Over 50% of women with detrusor overactivity (DO), who do not respond to therapy have been shown to have bacteriuria, which may stimulate the release of inflammatory cytokines than can enhance nerve signalling, leading to symptoms of urgency. This study made use of a consecutive series of urine samples collected from women with refractory DO, who participated in a clinical trial of rotating antibiotic therapy. The aim was to determine the effect of bacteriuria and antibiotic treatment on the levels of urinary cytokines, and to correlate the cytokine concentration with patient outcome measures relating to urgency or urge incontinence. The urinary cytokines chosen were IL-1α, IL-1 receptor antagonist, IL-4, IL-6, IL-8, IL-10, CXCL10 (IP-10), MCP-1 and TNF-α. The presence of bacteriuria stimulated a significant increase in the concentrations of IL-1α (P 0.0216), IL-1 receptor antagonist (P 0.0264), IL-6 (P 0.0003), IL-8 (P 0.0043) and CXCL-10 (P 0.009). Antibiotic treatment significantly attenuated the release of IL-1α (P 0.005), IL-6 (P 0.0027), IL-8 (P 0.0001), IL-10 (P 0.049), and CXCL-10 (P 0.042), i.e. the response to the presence of bacteria was less in the antibiotic treated patients. Across the 26 weeks of the trial, antibiotic treatment reduced the concentration of five of the nine cytokines measured (IL-1α, IL-6, IL-8, IL-10 and CXCL-10); this did not reach significance at every time point. In antibiotic treated patients, the urinary concentration of CXCL-10 correlated positively with four of the six measures of urgency. This study has shown that cytokines associated with activation of the innate immune system (e.g. cytokines chemotactic for or activators of macrophages and neutrophils) are reduced by antibiotic therapy in women with refractory DO. Antibiotic therapy is also associated with symptom improvement in these women, therefore the inflammatory response may have a role in the aetiology of refractory DO.
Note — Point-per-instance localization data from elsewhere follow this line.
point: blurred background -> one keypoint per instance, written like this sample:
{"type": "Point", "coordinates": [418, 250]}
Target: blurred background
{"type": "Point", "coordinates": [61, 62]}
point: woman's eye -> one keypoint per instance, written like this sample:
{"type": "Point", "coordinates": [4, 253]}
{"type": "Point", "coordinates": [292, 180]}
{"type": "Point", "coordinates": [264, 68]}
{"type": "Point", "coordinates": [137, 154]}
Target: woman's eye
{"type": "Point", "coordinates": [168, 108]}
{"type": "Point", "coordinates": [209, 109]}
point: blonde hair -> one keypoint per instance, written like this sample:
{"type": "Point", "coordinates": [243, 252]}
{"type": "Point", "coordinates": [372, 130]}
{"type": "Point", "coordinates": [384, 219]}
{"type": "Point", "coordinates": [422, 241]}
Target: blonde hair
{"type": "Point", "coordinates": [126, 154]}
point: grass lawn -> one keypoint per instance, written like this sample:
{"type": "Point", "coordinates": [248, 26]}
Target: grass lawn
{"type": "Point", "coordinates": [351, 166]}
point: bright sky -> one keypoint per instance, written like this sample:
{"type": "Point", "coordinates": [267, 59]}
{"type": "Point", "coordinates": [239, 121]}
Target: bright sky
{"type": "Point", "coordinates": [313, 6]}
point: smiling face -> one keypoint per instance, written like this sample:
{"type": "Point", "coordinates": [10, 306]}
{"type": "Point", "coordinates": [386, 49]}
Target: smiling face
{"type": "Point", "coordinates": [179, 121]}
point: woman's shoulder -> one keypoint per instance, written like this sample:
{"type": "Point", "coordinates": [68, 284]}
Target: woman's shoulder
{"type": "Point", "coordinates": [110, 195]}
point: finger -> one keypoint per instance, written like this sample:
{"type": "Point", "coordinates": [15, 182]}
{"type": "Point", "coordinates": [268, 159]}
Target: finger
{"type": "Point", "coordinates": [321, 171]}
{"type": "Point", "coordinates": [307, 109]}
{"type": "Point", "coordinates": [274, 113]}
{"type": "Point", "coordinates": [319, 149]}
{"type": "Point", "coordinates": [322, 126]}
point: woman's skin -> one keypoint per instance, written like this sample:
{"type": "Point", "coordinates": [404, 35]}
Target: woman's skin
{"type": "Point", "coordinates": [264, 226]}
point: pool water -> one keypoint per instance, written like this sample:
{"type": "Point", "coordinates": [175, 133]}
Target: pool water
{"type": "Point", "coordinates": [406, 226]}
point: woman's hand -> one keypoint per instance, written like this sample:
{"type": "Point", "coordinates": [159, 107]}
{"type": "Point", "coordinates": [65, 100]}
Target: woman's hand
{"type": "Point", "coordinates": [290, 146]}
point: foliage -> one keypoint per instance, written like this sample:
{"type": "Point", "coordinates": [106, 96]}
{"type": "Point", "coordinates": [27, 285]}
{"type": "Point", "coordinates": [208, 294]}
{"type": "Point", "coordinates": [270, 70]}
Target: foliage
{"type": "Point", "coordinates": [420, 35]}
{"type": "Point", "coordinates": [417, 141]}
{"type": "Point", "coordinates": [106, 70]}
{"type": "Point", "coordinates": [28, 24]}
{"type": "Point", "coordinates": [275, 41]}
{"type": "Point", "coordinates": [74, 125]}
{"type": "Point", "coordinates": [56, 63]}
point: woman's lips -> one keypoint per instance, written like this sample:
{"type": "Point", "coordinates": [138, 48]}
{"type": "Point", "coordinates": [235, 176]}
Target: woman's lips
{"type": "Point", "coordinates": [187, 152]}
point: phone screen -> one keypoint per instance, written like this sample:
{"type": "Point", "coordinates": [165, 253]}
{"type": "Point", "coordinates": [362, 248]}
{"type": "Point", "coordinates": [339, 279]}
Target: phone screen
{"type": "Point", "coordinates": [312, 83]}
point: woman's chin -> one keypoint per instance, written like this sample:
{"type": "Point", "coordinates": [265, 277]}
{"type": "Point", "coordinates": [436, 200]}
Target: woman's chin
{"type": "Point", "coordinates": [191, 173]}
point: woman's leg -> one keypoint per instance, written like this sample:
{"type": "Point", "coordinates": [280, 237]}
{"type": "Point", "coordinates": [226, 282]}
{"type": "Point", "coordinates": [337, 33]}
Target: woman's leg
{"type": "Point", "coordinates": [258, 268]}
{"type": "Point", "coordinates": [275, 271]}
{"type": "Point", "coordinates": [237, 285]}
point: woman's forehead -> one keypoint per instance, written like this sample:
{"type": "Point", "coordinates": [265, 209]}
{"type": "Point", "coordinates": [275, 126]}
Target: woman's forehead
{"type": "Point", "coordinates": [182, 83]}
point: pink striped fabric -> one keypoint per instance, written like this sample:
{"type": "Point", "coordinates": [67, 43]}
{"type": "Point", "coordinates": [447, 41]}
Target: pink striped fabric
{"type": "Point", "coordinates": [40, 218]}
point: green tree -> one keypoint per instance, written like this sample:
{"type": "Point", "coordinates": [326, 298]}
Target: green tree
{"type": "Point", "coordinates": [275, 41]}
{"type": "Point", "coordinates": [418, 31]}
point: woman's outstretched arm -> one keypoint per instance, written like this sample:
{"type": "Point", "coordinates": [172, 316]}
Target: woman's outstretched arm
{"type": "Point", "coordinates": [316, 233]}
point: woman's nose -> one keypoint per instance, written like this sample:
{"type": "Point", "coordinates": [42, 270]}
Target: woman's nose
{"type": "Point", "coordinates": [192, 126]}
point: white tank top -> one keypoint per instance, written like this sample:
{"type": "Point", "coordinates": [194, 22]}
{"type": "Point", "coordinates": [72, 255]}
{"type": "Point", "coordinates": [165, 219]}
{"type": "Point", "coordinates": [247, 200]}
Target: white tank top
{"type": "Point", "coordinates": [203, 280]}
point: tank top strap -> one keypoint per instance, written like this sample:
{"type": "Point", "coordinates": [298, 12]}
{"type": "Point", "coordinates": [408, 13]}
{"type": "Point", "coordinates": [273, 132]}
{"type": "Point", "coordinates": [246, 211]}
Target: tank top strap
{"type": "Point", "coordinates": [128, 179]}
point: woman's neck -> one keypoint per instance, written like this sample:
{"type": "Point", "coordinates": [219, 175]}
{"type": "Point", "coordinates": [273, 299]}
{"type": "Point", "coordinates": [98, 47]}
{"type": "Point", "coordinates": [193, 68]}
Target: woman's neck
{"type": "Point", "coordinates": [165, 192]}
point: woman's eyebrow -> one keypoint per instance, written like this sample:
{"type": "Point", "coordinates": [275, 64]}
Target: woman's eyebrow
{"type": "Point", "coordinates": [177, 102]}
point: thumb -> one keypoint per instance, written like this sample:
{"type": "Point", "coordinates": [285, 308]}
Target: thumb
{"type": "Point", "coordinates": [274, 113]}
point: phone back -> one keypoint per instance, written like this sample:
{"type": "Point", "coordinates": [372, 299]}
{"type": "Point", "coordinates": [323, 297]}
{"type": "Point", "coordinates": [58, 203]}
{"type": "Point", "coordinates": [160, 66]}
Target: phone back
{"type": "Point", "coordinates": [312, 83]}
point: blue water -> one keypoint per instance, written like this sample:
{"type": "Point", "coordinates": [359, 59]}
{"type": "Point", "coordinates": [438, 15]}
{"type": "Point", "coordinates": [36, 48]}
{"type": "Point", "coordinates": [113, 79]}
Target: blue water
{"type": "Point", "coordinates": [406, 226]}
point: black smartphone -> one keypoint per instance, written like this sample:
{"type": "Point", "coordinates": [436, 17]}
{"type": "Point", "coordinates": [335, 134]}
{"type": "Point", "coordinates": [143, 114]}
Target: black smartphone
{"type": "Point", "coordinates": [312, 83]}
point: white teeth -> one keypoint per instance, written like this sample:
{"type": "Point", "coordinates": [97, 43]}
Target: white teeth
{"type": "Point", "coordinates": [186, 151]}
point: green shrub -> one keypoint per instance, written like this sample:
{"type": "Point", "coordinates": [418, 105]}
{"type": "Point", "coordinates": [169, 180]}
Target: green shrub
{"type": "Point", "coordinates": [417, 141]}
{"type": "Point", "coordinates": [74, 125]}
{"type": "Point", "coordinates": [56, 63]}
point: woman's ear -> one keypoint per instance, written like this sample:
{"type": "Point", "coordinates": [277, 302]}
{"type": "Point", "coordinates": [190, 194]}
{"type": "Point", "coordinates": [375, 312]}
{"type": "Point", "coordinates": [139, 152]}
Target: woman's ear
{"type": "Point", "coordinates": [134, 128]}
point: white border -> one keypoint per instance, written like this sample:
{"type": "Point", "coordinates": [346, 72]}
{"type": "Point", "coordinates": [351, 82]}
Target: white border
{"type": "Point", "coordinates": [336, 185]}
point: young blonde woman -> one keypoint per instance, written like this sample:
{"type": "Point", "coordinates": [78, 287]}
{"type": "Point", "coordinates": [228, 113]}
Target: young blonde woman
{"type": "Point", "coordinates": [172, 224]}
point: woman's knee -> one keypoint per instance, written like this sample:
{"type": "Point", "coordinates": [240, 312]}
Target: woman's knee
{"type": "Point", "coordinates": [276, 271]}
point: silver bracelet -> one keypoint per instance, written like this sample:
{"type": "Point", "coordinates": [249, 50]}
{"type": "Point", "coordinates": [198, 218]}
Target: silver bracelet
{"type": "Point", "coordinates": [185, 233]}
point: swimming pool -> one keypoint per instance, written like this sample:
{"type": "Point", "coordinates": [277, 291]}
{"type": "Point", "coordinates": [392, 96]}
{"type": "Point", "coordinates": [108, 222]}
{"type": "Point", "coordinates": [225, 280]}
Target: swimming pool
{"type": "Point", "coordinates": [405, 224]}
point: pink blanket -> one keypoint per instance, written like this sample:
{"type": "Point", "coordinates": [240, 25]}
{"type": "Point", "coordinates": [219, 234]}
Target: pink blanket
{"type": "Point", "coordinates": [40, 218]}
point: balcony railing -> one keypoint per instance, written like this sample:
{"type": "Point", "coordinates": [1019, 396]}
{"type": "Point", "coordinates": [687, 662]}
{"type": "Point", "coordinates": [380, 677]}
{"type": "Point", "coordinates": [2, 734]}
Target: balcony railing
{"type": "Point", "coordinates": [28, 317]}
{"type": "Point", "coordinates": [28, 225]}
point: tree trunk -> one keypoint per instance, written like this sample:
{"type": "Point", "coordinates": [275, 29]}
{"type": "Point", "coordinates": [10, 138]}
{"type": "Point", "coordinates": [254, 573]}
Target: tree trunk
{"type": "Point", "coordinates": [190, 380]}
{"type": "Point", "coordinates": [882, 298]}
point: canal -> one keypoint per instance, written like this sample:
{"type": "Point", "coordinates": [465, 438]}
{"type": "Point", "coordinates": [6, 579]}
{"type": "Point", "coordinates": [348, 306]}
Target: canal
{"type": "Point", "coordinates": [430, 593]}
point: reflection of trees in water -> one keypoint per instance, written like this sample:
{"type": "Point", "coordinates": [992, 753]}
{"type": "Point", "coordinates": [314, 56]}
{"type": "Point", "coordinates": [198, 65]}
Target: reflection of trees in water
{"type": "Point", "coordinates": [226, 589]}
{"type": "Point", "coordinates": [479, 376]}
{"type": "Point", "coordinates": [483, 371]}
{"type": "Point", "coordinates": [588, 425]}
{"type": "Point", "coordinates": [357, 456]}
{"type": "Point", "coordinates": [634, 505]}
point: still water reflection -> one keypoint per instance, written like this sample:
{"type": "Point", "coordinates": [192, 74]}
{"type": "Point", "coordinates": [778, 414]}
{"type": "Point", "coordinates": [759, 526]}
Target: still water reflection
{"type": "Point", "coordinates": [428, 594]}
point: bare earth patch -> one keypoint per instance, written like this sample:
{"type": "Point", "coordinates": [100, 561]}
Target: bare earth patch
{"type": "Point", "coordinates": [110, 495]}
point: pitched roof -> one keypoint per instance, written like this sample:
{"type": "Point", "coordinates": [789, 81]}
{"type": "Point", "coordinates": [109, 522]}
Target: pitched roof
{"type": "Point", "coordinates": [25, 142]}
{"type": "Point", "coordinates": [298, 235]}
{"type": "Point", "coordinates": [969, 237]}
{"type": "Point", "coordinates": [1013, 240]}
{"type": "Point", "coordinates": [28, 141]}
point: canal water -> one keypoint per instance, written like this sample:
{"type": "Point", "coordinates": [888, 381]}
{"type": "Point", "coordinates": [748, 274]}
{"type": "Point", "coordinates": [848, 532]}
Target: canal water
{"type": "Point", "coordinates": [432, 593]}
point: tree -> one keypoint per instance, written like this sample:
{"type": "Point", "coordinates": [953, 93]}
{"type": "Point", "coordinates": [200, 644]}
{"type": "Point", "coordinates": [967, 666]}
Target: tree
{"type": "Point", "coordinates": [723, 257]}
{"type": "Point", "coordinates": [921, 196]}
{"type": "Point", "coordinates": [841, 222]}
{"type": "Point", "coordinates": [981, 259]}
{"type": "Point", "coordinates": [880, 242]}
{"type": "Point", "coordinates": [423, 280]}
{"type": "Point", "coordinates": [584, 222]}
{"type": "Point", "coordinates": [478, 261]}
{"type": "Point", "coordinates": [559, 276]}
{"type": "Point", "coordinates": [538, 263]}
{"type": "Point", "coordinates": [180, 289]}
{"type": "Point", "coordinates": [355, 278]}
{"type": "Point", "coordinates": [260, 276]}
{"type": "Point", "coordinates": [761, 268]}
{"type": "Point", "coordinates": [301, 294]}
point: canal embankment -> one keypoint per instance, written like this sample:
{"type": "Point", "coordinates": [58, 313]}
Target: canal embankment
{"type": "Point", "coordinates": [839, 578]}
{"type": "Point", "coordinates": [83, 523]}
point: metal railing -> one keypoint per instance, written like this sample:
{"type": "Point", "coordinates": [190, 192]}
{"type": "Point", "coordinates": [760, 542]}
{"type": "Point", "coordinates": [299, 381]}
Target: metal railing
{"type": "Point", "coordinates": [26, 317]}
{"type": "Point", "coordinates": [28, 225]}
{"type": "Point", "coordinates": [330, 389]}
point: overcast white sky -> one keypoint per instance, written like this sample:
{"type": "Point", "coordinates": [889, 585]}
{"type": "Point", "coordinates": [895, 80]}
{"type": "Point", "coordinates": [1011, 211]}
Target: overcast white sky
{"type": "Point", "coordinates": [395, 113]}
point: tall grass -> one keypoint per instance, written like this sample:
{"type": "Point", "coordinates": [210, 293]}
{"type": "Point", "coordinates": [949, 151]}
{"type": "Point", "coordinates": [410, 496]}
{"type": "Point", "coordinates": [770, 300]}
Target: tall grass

超过 50%的逼尿肌过度活动(DO)女性,对治疗没有反应,已经显示出有菌尿症,这可能会刺激炎症细胞因子的释放,从而增强神经信号,导致尿急症状。本研究利用一系列连续的尿液样本,这些样本来自于参加抗生素轮换治疗临床试验的难治性 DO 女性患者。目的是确定菌尿症和抗生素治疗对尿液细胞因子水平的影响,并将细胞因子浓度与与尿急或急迫性尿失禁相关的患者结局测量相关联。选择的尿液细胞因子有白细胞介素 1α(IL-1α)、白细胞介素 1 受体拮抗剂(IL-1ra)、白细胞介素 4(IL-4)、白细胞介素 6(IL-6)、白细胞介素 8(IL-8)、白细胞介素 10(IL-10)、CXCL10(IP-10)、单核细胞趋化蛋白 1(MCP-1)和肿瘤坏死因子-α(TNF-α)。菌尿症的存在刺激了 IL-1α(P 0.0216)、IL-1 受体拮抗剂(P 0.0264)、IL-6(P 0.0003)、IL-8(P 0.0043)和 CXCL-10(P 0.009)浓度的显著增加。抗生素治疗显著减弱了 IL-1α(P 0.005)、IL-6(P 0.0027)、IL-8(P 0.0001)、IL-10(P 0.049)和 CXCL-10(P 0.042)的释放,即在接受抗生素治疗的患者中,对细菌存在的反应较小。在试验的 26 周内,抗生素治疗降低了所测量的 9 种细胞因子中的 5 种(IL-1α、IL-6、IL-8、IL-10 和 CXCL-10)的浓度;但并非在每个时间点都达到显著水平。在接受抗生素治疗的患者中,CXCL-10 的尿液浓度与尿急的六个测量指标中的四个呈正相关。本研究表明,与固有免疫系统激活相关的细胞因子(例如趋化因子或激活物)在难治性 DO 女性中,通过抗生素治疗减少。抗生素治疗也与这些女性症状的改善相关,因此炎症反应可能在难治性 DO 的发病机制中起作用。